Chagas disease is caused by the Trypanosoma cruzi (T. cruzi) parasite, which is found in the feces of infected triatomine bugs in South America, Central America, and Mexico. Triatomine bugs are common in rural areas, especially in dwellings made of adobe, mud, straw, or thatch, and feed on human and animal blood. Chagas disease is not common among city dwellers and is generally limited to the rural areas of Latin America, although there are cases of it worldwide.

Most people contract the disease when they're bitten by a triatomine bug that has picked up the parasite from an infected person or animal. Triatomine bugs are nocturnal and tend to bite your face at night while you're sleeping, which is why they're also known as "kissing bugs." They defecate immediately after biting you, so the parasite is left on your skin where it can get inside your body through the bite, or by unknowingly rubbing the parasites into your eyes, mouth, or a cut or scratch.

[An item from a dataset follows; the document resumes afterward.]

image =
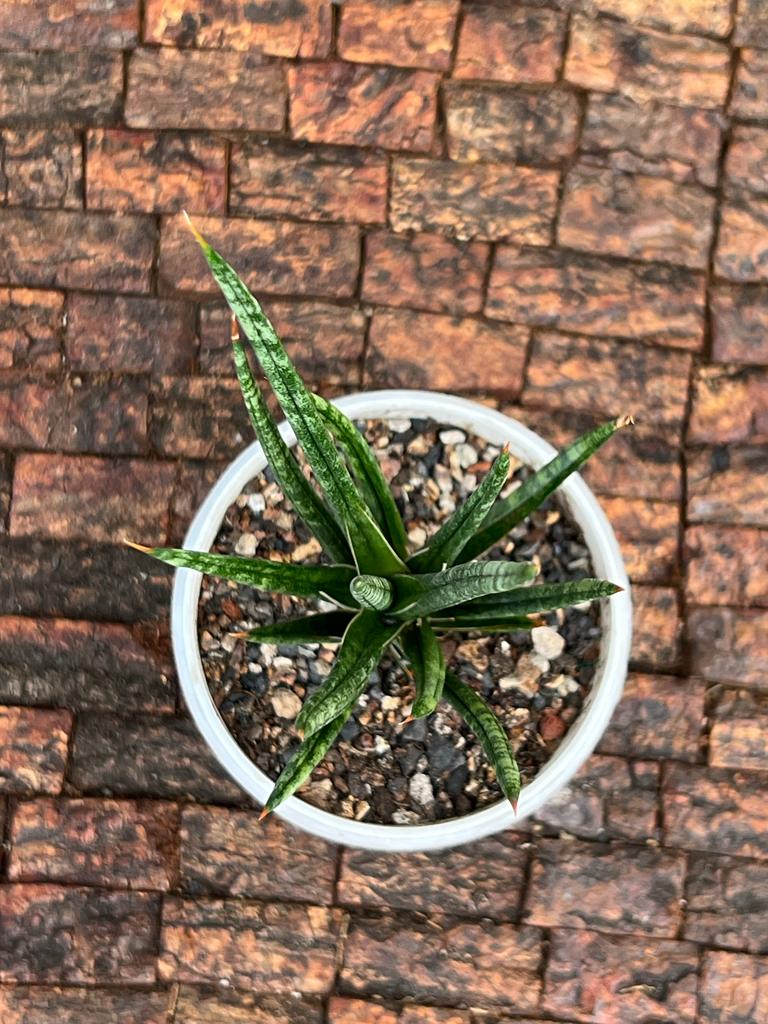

You can also get Chagas disease in the following ways:

  • In utero (infected mothers can transmit it to babies)
  • Receiving an infected organ via transplantation
  • A blood transfusion from an infected person
  • Eating contaminated food that's undercooked or raw
  • Exposure in a laboratory

Diagnosis

If you think you might have Chagas disease, your doctor will first give you a physical exam and then ask you about your symptoms and potential exposure to the T. cruzi parasite. He or she will then likely do a blood test to check for antibodies to the parasite, which can confirm or rule out whether or not you have Chagas disease. If your blood test is positive, your doctor may do more testing to see if you're in the active or chronic phase and if you have developed any complications. These additional tests may include an echocardiogram, electrocardiogram, chest X-ray, abdominal X-ray, or upper endoscopy.

Treatment

The treatment of Chagas disease includes killing the T. cruzi parasite and treating the signs and symptoms of any potential complications like heart failure or cardiac arrhythmias, as well as working to prevent sudden death. Experts agree that it's important to treat patients with acute Chagas disease, and possibly with early indeterminate Chagas disease, with antiparasitic drug therapy aimed at T. cruzi.

The two drugs that may be effective against T. cruzi are called benznidazole and nifurtimox. Both of these drugs often cause significant toxicity, and only benznidazole is approved for use by the Food and Drug Administration (FDA). However, neither are available in U.S. pharmacies, so American doctors who need to treat a patient for T. cruzi must obtain these drugs directly from the Centers for Disease Control and Prevention (CDC). If they're taken early enough, these drugs are nearly 100 percent effective in treating Chagas disease.

The evidence is sparse that treating adults who have the indeterminate or chronic forms of Chagas disease with antiparasitic therapy measurably improves the outcome. However, doctors do give these drugs to people who are under 50 and have either the indeterminate or chronic forms of Chagas disease because the drugs may slow down the complications the disease can cause, though they won't cure it.

Preventing Chagas disease is typically not a concern for Americans unless they are living in or traveling to rural Latin American countries. For those who are concerned, the following strategies can be beneficial:

  • Be mindful of food storage and consumption
  • Keep your living space, especially your bedroom, clean (that goes for a pet's living quarters, too)
  • Have your residence sprayed with insecticides by an extermination professional
  • Ensure that any holes or cracks in your house are filled

A Word From Verywell

If you contract Chagas disease, don't be alarmed. Most cases don't require hospitalization and if you get treatment right away, the disease can be cured. Even if you don't realize you have the disease and end up in the chronic phase, treatment may still help and you have more than a 70 percent chance of not developing any complications at all. If you do have a complication, your symptoms can be substantially reduced, your quality of life can be greatly improved, and your survival can be prolonged when aggressive, modern treatment strategies are employed.